Оригинал здесь: Электронная библиотека Яблучанского.
Летней ночью, в саду, в темном шалаше, сквозь дырявую крышу которого видны звезды.
Яков лежит в глубине шалаша, мы сидим и курим на скамейке у входа.
— Ну, расскажи еще что-нибудь, Яков Демидыч. Ты не спишь еще?
— Спать не сплю, а маленько подремываю. Уж дюже ночь хороша, тепло. Да и поздно небось. Какой теперь часто? Боле двенадцати, пожалуй, наберется.
— Что ты, девять только что било.
— Где било?
— Караульщик на церкви бил.
— А по чем этот караульщик может время знать?
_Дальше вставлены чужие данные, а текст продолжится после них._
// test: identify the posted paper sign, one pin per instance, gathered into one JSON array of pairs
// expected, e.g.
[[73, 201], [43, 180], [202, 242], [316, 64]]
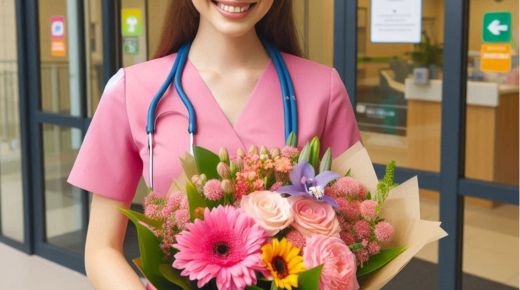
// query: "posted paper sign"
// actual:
[[395, 21], [58, 39]]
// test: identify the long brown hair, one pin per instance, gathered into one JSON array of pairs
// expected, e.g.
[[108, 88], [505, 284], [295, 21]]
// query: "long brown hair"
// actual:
[[182, 21]]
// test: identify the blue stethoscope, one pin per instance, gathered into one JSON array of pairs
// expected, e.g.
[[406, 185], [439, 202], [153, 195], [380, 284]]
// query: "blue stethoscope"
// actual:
[[175, 77]]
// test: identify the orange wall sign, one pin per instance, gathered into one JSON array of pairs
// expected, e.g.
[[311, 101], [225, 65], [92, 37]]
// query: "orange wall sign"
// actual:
[[495, 57], [58, 39]]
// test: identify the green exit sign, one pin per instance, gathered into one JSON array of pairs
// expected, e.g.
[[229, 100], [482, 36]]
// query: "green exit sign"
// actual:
[[497, 27]]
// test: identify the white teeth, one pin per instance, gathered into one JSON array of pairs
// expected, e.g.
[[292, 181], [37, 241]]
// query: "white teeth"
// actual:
[[233, 9]]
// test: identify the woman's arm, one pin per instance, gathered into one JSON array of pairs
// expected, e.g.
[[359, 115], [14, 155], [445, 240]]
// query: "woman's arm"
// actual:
[[105, 263]]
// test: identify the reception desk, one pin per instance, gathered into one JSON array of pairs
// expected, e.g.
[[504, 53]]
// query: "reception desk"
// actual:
[[491, 132]]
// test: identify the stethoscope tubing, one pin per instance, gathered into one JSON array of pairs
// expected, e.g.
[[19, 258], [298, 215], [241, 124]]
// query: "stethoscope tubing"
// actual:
[[175, 77]]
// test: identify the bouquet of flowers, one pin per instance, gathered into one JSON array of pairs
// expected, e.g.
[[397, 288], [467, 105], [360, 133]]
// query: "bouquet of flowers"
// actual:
[[282, 218]]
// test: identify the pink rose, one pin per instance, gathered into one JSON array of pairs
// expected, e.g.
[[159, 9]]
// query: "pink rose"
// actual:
[[269, 209], [339, 264], [313, 217]]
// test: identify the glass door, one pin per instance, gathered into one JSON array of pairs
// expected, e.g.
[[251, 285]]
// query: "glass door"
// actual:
[[11, 181], [65, 80]]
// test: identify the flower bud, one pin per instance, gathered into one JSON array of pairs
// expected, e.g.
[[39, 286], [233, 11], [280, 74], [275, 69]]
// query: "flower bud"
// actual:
[[195, 179], [199, 213], [264, 151], [223, 155], [227, 186], [223, 170], [233, 168]]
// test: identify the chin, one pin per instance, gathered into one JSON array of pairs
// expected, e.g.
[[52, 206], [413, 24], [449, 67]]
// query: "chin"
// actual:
[[233, 17]]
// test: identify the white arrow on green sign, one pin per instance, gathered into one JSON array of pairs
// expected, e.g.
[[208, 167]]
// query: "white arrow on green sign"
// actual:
[[497, 27]]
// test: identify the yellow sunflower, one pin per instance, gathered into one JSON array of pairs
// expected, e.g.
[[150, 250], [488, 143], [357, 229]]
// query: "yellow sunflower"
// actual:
[[284, 262]]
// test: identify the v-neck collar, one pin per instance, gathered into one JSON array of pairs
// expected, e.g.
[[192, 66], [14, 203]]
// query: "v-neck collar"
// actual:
[[209, 96]]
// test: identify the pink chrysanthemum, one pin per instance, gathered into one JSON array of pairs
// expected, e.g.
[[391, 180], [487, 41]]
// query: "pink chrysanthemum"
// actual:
[[153, 205], [213, 190], [342, 203], [368, 209], [362, 229], [276, 186], [362, 256], [182, 217], [384, 231], [373, 248], [283, 164], [351, 211], [296, 238], [226, 245]]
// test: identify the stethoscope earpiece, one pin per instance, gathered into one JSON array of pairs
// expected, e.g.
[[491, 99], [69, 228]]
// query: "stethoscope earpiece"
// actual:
[[175, 77]]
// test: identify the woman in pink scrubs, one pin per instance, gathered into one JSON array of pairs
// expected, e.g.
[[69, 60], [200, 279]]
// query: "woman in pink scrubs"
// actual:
[[236, 93]]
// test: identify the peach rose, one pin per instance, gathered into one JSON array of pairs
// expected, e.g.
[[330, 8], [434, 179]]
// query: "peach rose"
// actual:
[[339, 264], [269, 209], [312, 217]]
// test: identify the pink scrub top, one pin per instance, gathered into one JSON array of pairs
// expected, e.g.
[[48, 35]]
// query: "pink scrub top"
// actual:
[[114, 153]]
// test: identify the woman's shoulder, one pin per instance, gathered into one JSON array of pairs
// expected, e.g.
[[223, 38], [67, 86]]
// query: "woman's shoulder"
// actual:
[[308, 72], [152, 67], [307, 66]]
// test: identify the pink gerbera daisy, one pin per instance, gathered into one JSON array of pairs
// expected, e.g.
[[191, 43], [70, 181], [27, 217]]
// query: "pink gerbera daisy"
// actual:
[[226, 245]]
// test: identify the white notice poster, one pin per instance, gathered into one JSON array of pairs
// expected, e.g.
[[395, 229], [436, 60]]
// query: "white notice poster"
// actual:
[[395, 21]]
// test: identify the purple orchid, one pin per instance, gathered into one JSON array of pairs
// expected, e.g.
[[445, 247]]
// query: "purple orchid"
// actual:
[[305, 182]]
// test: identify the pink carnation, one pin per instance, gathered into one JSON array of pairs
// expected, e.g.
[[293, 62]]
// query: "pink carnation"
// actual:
[[276, 186], [296, 238], [339, 264], [225, 246], [347, 237], [213, 190], [362, 229], [342, 203], [384, 231], [313, 217], [368, 209]]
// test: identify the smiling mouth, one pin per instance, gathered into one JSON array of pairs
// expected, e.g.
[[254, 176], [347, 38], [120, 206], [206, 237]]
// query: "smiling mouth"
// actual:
[[233, 7]]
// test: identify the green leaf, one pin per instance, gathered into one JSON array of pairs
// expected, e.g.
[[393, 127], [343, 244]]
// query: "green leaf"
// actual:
[[141, 217], [326, 161], [175, 277], [207, 162], [314, 155], [195, 199], [310, 279], [376, 262], [151, 254], [292, 140], [305, 154]]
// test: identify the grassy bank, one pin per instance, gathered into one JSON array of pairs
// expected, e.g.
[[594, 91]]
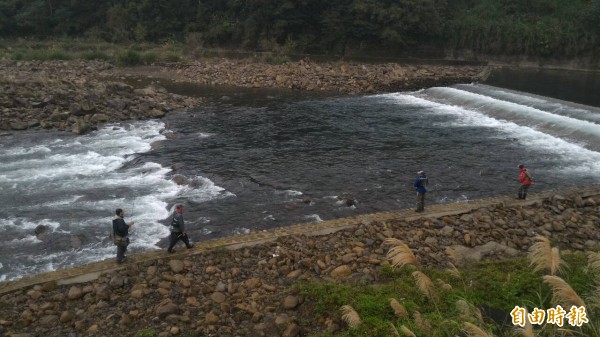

— Как по чем? По часам, конечно.
— Ну, энто не часы. В них мух сухих много. Я эти часы видел, был у него в караулке. Он их потянет за цепочку — они прямо роем оттуда сыплются. А что ж вам еще рассказать? Сказку какую-нибудь? Али событие?
— Что хочешь. Мы и сказки твои любим.
— Это правда, я их хорошо выдумываю.
— Да разве ты их сам выдумываешь?
— А кто же? Я хоть и чужое говорю, а выходит, все равно, что выдумываю.
— Это как же так?
— А так. Раз я эту сказку сказываю, значит, я свое говорю.
— Это очень интересно, то, что ты сейчас сказал.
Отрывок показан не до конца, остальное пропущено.